Senate Democrats aim to include Medicare drug price negotiation authority in $3.5T infrastructure deal

Senate Democrats say they aim to include legislation giving Medicare the power to negotiate with drugmakers for lower prices in a massive $3.5 trillion infrastructure package.

Senators announced the framework for the package late Tuesday, but several details are yet to be hammered out. Democrats already announced that the package will expand Medicare benefits to offer dental, vision and hearing.

When asked if the legislation will include giving Medicare drug price negotiation powers, Sen. Ron Wyden, D-Oregon, said “no question about it.”

“The American people are overwhelmingly of the view that when you have 50 million seniors plus in Medicare, the program ought to negotiate to get them a good deal,” he told reporters Wednesday. “Who in the world doesn’t negotiate when you got all those people who are counting on you?”

Wyden released a list of principles earlier this year that outlined how Congress should handle drug prices. Chief among them was that Medicare must have negotiating authority, “especially when competition and market practices are not keeping prices in check,” the document said.

RELATED: New poll finds large majority supports giving Medicare power to negotiate lower drug prices

But the details on the extent of negotiation powers remain scant as Wyden engages in talks with moderate and more progressive lawmakers to strike a balancing act.

“A number of moderates have told me they looked at the principles and saw the effort to be sensitive to breakthroughs and innovation,” he said.

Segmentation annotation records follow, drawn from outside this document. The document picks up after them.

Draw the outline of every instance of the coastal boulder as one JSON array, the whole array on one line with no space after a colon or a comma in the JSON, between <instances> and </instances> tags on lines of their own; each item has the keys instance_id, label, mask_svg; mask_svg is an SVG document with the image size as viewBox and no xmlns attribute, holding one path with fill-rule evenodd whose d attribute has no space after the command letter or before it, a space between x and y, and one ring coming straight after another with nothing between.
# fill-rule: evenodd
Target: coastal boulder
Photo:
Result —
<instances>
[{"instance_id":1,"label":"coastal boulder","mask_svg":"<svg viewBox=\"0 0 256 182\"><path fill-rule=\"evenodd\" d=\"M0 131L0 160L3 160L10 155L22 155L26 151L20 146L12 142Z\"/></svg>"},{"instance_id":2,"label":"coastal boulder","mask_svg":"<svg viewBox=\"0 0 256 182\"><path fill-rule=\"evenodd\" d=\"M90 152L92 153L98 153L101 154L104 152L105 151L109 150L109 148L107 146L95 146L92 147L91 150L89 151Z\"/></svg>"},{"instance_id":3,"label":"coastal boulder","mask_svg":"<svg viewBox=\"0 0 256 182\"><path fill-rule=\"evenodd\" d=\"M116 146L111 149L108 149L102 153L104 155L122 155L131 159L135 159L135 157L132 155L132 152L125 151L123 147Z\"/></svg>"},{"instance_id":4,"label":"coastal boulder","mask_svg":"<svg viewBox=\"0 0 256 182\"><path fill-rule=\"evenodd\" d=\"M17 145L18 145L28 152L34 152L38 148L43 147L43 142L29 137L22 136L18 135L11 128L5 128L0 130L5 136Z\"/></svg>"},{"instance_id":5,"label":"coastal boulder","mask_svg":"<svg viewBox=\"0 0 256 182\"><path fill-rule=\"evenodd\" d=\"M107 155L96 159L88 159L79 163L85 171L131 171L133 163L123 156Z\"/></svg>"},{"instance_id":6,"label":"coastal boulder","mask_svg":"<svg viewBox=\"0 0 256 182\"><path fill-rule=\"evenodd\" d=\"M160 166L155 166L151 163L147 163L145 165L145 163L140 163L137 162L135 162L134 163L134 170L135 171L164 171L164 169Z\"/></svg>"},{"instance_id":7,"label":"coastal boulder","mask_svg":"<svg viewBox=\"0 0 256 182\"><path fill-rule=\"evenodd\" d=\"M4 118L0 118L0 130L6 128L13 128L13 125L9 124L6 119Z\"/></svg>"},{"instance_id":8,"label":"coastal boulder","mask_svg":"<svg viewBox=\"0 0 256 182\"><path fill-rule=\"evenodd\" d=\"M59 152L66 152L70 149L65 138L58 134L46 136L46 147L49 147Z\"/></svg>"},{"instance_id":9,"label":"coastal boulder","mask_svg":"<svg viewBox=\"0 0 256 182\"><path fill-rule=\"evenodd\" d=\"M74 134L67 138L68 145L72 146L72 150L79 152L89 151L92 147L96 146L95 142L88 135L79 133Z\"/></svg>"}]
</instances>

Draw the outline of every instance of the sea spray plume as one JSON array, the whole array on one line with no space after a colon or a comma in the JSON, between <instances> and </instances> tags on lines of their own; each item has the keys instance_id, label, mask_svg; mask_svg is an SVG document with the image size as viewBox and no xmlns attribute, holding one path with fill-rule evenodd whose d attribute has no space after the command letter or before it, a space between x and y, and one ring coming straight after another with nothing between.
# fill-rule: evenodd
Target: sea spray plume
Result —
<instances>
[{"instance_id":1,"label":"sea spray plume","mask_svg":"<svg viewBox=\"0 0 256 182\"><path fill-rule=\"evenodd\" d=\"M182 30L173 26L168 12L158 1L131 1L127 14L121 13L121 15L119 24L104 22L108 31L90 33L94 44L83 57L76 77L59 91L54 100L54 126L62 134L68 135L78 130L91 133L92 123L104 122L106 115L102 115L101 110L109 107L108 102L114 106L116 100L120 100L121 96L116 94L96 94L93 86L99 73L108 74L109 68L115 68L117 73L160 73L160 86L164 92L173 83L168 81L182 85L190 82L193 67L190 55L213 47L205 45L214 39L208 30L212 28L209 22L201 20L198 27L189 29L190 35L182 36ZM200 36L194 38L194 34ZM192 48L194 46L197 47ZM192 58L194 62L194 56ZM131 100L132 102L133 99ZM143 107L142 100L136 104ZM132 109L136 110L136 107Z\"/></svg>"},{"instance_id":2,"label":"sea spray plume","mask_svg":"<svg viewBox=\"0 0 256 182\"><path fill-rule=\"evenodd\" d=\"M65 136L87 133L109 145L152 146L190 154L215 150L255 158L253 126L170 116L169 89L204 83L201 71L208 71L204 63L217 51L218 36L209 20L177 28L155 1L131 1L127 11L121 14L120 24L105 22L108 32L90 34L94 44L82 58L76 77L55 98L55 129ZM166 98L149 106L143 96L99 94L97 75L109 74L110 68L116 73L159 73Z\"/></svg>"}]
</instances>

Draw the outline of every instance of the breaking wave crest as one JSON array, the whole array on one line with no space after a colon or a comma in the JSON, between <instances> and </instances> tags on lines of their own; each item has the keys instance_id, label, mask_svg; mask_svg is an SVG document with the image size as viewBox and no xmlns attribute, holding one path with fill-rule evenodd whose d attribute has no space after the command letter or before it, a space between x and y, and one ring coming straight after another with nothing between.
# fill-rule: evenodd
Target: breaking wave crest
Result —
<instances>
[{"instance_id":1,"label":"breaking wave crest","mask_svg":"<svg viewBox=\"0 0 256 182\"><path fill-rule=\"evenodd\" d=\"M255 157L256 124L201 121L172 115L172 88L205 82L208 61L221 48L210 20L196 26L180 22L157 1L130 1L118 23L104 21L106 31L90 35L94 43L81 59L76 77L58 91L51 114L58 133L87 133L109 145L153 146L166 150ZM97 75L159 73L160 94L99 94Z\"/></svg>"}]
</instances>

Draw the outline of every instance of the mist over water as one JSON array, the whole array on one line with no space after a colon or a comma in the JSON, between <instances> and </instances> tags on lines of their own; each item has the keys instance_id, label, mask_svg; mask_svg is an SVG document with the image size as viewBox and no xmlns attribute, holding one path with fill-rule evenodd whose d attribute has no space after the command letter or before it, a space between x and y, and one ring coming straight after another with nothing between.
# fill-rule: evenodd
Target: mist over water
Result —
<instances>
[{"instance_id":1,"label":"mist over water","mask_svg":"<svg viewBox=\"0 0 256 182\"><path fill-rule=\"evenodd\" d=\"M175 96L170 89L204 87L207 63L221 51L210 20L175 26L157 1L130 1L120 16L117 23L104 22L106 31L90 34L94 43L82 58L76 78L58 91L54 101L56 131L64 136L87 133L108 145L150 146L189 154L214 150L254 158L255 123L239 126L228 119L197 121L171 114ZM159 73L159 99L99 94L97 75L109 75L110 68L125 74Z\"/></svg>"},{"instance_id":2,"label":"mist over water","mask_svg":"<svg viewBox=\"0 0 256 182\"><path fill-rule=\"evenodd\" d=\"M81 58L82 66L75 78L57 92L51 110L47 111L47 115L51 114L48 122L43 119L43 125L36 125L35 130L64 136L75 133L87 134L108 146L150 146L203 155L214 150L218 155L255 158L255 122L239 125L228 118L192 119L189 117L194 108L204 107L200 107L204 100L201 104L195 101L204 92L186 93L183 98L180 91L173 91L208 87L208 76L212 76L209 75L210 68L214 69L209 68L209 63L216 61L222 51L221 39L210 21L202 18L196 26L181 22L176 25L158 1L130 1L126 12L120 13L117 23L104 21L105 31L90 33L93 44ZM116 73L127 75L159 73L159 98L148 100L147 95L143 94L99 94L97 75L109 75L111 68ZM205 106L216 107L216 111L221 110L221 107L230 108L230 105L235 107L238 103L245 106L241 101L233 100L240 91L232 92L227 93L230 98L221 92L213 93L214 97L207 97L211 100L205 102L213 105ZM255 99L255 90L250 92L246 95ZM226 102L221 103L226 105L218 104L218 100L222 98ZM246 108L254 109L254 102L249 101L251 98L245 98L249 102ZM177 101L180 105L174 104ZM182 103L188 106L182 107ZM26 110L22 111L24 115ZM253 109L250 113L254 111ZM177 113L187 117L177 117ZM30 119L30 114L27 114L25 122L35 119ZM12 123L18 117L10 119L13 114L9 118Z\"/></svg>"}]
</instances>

Wyden also remarked that House Speaker Nancy Pelosi liked the principles during a press conference last Friday on the need to give Medicare price negotiation powers.

“It shows to me that all of the shuttling we are doing back and forth with the progressives and moderates is moving in the right direction,” Wyden said.

Progressive House Democrats have supported legislation to also require drugmakers to offer any price negotiated with Medicare to commercial plans. It remains unclear whether that provision will be included in any final language on Medicare drug pricing negotiation authority.

Sen. Bernie Sanders, I-Vermont, also confirmed to reporters that drug pricing negotiations would be in the $3.5 trillion infrastructure package.

The $3.5 trillion legislation is expected to be considered in the Senate under a procedural move called reconciliation. The move enables budget legislation to move through the Senate via a simple majority and bypass the 60 votes needed to break a legislative filibuster.

Medicare price negotiation authority would be the latest major healthcare priority that Democrats would include in the legislation.

Senate Majority Leader Chuck Schumer announced that the package, expected to be considered in the coming weeks, would expand dental, vision and hearing benefits to Medicare beneficiaries.

Other Democrats are hoping to add more legislative priorities into the infrastructure package.

One of those priorities is legislation to create a program like Medicaid that will cover eligible residents in the dozen states that did not expand Medicaid under the Affordable Care Act. The legislation would also boost the federal matching rate for Medicaid payments for states that newly expand. 

“Our goal is to ensure that a policy that will get coverage for low-income Georgians who have been denied health coverage by the state government’s refusal to expand Medicaid is included in the overall infrastructure package,” Sen. Jon Ossoff, D-Georgia, one of the legislation’s co-sponsors, told Fierce Healthcare on Tuesday.

He added that talks with Senate leadership to include the legislation in the final package remain ongoing.